Ben’s mum, Prue, said one of her concerns had always been that Lauren would get bullied or teased at her school for having a brother with a disability.

She said the project’s co-ordinator Jacqui Davies’ work with One and All had done a lot to alleviate her concern this would happen.

‘‘Lauren’s class at Moama Grammar has taken part in dancing classes at the Echuca Specialist School,’’ she said.

‘‘Ben’s class has attended Moama Grammar for Christmas craft and on Friday they will take part in sport activities at Moama Grammar as part of Wear Orange for One and All.’’

She said such interactions had resulted in ‘‘really positive feedback’’ so far from parents of Lauren’s classmates.

‘‘Being exposed to kids with disabilities has started discussions at home with other siblings and family members,’’ she said.
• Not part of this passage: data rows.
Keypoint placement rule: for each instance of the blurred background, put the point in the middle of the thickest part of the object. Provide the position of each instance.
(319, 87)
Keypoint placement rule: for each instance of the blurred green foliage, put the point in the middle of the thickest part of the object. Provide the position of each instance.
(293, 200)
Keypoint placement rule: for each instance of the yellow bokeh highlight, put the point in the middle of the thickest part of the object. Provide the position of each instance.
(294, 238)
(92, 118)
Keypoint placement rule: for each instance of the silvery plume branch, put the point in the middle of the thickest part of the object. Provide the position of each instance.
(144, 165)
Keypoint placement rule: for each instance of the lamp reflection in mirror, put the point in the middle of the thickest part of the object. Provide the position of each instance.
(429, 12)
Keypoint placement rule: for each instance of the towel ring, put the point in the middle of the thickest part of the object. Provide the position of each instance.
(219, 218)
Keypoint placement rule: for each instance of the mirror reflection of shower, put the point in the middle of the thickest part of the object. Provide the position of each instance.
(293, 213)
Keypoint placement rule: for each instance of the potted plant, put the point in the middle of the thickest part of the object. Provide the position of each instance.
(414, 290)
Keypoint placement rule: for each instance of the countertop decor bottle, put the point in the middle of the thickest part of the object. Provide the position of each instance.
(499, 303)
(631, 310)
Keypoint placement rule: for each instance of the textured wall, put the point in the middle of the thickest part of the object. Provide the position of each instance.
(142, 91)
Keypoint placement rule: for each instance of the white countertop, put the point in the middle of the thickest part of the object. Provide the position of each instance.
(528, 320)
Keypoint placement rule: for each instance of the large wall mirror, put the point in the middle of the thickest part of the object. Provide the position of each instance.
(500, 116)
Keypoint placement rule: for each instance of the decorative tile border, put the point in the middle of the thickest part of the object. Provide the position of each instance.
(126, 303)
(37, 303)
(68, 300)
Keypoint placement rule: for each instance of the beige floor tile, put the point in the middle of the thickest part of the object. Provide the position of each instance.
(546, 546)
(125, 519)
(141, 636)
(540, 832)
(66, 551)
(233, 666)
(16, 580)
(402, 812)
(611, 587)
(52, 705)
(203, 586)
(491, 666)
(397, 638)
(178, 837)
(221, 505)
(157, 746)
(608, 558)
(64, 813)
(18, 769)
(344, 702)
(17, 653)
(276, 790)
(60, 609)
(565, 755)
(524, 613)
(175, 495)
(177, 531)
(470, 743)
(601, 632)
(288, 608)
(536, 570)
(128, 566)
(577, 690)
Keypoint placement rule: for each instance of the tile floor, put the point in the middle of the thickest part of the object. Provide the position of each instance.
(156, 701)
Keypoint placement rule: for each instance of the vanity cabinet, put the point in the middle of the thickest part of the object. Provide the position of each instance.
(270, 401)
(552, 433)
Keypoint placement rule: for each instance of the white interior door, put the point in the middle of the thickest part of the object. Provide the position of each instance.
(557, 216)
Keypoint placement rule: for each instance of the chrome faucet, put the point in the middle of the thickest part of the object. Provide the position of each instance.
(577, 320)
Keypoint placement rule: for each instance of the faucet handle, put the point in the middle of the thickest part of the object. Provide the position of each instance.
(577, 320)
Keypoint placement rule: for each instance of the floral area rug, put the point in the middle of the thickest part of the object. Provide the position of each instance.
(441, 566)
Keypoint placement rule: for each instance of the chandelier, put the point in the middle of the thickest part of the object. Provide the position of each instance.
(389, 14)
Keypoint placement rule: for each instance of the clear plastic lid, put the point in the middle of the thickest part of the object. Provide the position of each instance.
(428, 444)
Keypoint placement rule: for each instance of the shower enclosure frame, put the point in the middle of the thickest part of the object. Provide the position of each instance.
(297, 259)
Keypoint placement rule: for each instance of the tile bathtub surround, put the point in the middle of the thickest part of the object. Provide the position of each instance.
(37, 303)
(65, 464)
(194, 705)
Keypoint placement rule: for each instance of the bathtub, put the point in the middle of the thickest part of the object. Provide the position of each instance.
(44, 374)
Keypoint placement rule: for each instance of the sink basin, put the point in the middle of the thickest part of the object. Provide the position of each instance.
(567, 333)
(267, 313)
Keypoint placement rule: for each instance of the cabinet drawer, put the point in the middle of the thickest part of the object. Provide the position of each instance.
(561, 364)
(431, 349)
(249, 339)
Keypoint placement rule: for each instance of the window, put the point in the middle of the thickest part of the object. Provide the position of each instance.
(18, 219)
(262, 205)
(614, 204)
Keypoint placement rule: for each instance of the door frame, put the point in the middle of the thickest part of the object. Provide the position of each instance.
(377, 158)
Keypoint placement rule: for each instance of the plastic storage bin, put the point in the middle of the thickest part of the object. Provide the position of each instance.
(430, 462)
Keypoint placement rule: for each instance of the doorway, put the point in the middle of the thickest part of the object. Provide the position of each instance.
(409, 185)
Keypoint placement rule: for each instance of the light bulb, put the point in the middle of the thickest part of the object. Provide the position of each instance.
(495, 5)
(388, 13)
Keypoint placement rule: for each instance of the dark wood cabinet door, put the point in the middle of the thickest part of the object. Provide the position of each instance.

Ben’s father David said one Moama Grammar student had even stood up in front of the Echcua Specialist School council to tell them what it meant to him to have the inclusion day and meet kids from the specialist school.

Mr O’Dea said it was thanks to the hard work of people like Miss Davies that such a turnaround in attitudes toward disability was possible.

‘‘The schoolyard’s different from what it was like in my school days,’’ he said.

‘‘It’s because of things like Jacqui’s program that that is the case.

‘‘It’s a great relief to families like mine.’’

Mrs O’Dea said having a child with a disability made her realise how narrow-minded some of the attitudes towards disability could be.

‘‘I want my kids and their friends to grow up experiencing the benefits, blessings and rewards of knowing someone with a disabilityof not being scared and intimidated,’’ she said.